Cultures

Blé tendre : l’impasse du T1 devient la règle sur variété tolérante

Le traitement fongicide T1 réalisé sur blé est-il toujours rentable ? Comment piloter au mieux cette intervention ? Telles sont les questions que l’on se pose dans un contexte de réduction de notre dépendance aux pesticides.

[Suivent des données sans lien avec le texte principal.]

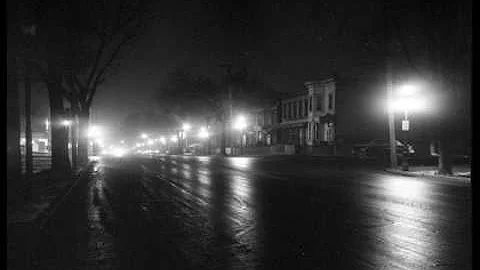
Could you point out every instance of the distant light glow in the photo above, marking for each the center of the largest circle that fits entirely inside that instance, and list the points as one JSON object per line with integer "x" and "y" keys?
{"x": 66, "y": 123}
{"x": 118, "y": 152}
{"x": 240, "y": 123}
{"x": 203, "y": 134}
{"x": 186, "y": 126}
{"x": 407, "y": 103}
{"x": 94, "y": 132}
{"x": 407, "y": 90}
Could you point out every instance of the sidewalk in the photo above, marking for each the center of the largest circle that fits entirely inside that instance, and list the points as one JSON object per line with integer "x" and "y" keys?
{"x": 46, "y": 194}
{"x": 460, "y": 172}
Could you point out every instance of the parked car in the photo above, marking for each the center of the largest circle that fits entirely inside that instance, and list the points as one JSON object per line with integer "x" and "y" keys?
{"x": 188, "y": 151}
{"x": 380, "y": 148}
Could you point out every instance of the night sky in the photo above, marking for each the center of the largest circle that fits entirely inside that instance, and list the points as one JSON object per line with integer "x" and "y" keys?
{"x": 283, "y": 42}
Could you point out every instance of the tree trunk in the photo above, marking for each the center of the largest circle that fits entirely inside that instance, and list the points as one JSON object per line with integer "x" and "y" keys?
{"x": 83, "y": 118}
{"x": 60, "y": 161}
{"x": 74, "y": 142}
{"x": 223, "y": 140}
{"x": 13, "y": 124}
{"x": 445, "y": 161}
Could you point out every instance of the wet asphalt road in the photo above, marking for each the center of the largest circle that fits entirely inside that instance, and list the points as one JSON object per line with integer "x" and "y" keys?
{"x": 256, "y": 213}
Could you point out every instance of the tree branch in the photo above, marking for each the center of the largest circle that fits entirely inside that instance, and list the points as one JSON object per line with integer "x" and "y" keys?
{"x": 101, "y": 74}
{"x": 96, "y": 62}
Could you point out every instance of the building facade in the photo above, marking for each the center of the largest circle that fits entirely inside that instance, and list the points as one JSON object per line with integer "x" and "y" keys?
{"x": 305, "y": 119}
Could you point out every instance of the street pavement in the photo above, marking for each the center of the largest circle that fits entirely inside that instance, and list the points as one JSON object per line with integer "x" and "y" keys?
{"x": 186, "y": 212}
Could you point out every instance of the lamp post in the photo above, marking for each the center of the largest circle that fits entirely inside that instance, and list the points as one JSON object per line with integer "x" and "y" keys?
{"x": 240, "y": 124}
{"x": 204, "y": 135}
{"x": 403, "y": 100}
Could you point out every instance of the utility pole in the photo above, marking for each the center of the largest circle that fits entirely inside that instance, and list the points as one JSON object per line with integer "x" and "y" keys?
{"x": 28, "y": 121}
{"x": 389, "y": 88}
{"x": 28, "y": 31}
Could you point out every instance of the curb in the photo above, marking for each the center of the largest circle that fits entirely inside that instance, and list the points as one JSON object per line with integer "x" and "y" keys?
{"x": 50, "y": 211}
{"x": 465, "y": 180}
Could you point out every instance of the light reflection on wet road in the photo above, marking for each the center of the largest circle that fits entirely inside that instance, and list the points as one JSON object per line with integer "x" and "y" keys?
{"x": 254, "y": 213}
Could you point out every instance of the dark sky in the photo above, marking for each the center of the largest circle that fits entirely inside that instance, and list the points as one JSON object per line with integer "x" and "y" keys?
{"x": 284, "y": 42}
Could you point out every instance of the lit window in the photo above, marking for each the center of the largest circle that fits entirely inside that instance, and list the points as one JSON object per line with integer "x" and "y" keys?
{"x": 330, "y": 101}
{"x": 319, "y": 103}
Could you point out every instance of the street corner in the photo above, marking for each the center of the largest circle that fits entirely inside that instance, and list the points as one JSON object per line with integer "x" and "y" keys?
{"x": 463, "y": 178}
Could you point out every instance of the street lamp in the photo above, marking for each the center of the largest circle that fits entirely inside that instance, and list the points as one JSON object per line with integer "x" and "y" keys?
{"x": 240, "y": 124}
{"x": 203, "y": 133}
{"x": 66, "y": 123}
{"x": 405, "y": 99}
{"x": 186, "y": 127}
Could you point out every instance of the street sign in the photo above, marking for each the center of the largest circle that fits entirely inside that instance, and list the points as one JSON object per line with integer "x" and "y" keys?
{"x": 405, "y": 125}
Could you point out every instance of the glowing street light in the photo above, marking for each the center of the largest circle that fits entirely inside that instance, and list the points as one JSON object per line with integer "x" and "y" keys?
{"x": 405, "y": 99}
{"x": 203, "y": 134}
{"x": 186, "y": 127}
{"x": 240, "y": 123}
{"x": 66, "y": 123}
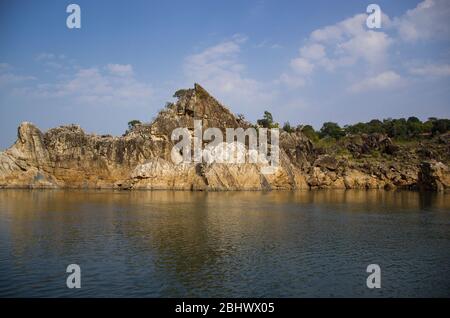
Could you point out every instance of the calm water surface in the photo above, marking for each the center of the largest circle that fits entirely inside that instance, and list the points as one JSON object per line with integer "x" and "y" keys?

Le T1 sur blé consiste à appliquer un produit phytosanitaire entre les stades « 1 nœud » et « dernière feuille pointante » afin de protéger le blé contre le piétin verse, l’oïdium, la rouille jaune et/ou la septoriose. Toutefois dans notre région, le piétin verse et l’oïdium sont devenus des maladies mineures et nécessitent donc rarement une lutte fongicide. Désormais le T1 vise essentiellement, la rouille jaune et/ou la septoriose. Par ailleurs, grâce aux évolutions de la génétique, nous disposons aujourd’hui de variétés productives et résistantes à la septoriose et à la rouille jaune (Figure 1). Ainsi le T1 est un traitement qui peut être supprimé dans de nombreuses situations.

Les clés pour décider

Sur la base d’un nombre de données significatif, Arvalis a évalué l’impact économique et la probabilité de valoriser le T1 en fonction de la sensibilité variétale (Figure 2). Le seuil de rentabilité du T1 est en moyenne de 3 q/ha, soit le gain de rendement minimal obtenu par ce traitement pour qu’il soit rentabilisé. Sur cette base, le T1 n’est rentable que dans 27 % des cas toutes variétés confondues. Lorsque l’on considère la sensibilité variétale, pour une variété peu sensible à la septoriose de type LG Absalon (note septoriose ≥ 6,5), la probabilité de valoriser le T1 est inférieure à 3 %. Et pour des variétés plus sensibles à la septoriose de type RGT Sacramento (note < 6,5), la probabilité de valoriser le T1 n’est que 30 %. Il en résulte que si l’on souhaite réduire notre dépendance aux produits phytopharmaceutiques, le T1 sur blé doit devenir une exception. La décision de supprimer le T1 ou non en cours de campagne doit prendre en compte la résistance variétale, et les indicateurs de risque agro-climatique avec l’appui du BSV (Bulletin de Santé du Végétal) et des OAD comme Septo-Lis®.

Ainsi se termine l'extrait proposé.